The bartender slides the check in front of me and I reach into my pocket for my wallet. I take the receipt and slide my card forward and try to figure out what to say to that. Because I don’t know why I’m saying them. Nothing has changed. I can’t have her. I won’t have her. But I also can’t stand not telling her. Maybe it’s the alcohol induced courage or maybe just the circumstances of this day. But I don’t really give a shit. I want her to know.
“Because I’ve been having those thoughts ever since I’ve met you and a wise woman once told me that there’s no point in having a good thought if you’re not going to share it.” Iadmit, and it feels like a weight was lifted from my shoulders. The weight and pressure of keeping my feelings about Birdie locked in tight is starting to loosen, to crack open, and it feels dangerous. Like I’m scared that if I start, I won’t be able to stop and all that will be left is ruin and destruction.

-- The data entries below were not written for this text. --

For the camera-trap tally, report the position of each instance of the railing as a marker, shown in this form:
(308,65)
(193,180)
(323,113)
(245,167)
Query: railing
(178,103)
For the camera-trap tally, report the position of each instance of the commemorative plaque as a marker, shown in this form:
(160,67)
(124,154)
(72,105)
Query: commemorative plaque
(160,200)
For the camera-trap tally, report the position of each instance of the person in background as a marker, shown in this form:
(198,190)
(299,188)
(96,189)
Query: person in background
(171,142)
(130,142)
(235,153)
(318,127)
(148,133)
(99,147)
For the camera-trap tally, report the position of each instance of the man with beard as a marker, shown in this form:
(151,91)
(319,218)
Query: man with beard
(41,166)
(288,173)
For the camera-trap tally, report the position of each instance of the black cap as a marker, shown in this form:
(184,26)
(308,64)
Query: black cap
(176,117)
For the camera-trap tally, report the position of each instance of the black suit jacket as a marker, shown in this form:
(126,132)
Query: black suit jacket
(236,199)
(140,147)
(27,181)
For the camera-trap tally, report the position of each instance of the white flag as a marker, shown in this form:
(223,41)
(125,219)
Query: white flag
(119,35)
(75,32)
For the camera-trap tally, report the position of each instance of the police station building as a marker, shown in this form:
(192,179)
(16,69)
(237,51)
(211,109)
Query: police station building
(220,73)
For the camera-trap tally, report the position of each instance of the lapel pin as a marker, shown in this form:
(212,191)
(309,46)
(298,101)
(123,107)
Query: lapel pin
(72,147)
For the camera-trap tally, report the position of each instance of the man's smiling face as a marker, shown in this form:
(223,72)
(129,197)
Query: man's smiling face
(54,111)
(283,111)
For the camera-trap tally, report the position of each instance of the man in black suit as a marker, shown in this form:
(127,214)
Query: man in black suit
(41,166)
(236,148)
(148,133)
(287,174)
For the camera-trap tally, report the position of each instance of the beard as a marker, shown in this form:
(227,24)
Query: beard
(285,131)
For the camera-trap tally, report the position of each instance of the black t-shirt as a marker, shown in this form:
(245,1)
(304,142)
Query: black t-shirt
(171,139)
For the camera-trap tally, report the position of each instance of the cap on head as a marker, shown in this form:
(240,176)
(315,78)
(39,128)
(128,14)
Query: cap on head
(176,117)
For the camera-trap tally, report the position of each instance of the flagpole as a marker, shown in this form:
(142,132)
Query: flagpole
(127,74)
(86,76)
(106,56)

“So let me get this straight. You thought I was cute when you first met me?” Her eyebrows are crinkled and she’s leaning on the bar top, dangerously close to me.
“I said you are beautiful, but yeah. We were in grade school and I didn’t really know a lot about girls, but I knew you were something. In your overalls and cowgirl boots.” I admit again as I’m filling out the receipt, making sure I leave a good tip and make sure all of our drinks and food were added correctly—habit from working the bar at Southbound.
The gears are turning, I can tell, but before she gets another word out, I say, “Alright. You ready? We should probably get some rest. It’s been a day.”
Birdie hasn’t looked away from me, yet her expression is unreadable. She nods and follows me towards the doors.
31
Birdie
“How are things with Max going? You guys seem to be hitting it off?” Dawsen asks, breaking up the awkward silence I’ve put in the space between us. We’re walking back to our room and the rain is still relentless, and I’m still wearing his coat, and I’m a little bit drunk, and Dawsen said I was beautiful.
“Ohh, yeah, totally, he’s really great.” I say, wondering what in the actual hell is going on.
“Good. I’m glad.”
“Yeah.” I agree, and we finish walking to our room in silence.
The smell of the rain feels therapeutic almost, and the crisp air bites at my nose and my belly is warm from the alcohol. I take a mental note of this feeling, and the way my chest aches with yearning for this man beside me and how he just asked me about Max—the guy I guess I’m kind of dating.
Dawsen slides the key card into the metal slot on the door and as the light turns green with a tiny beep, he pushes it open and does that thing where he wants me to enter first, but the door opens inward, so his arm is held high, pushing open the door, and I have to walk under his arm to enter.
Why is even that hot? I swear. Sometimes my body reacts to the tiniest things that man does for no reason at all.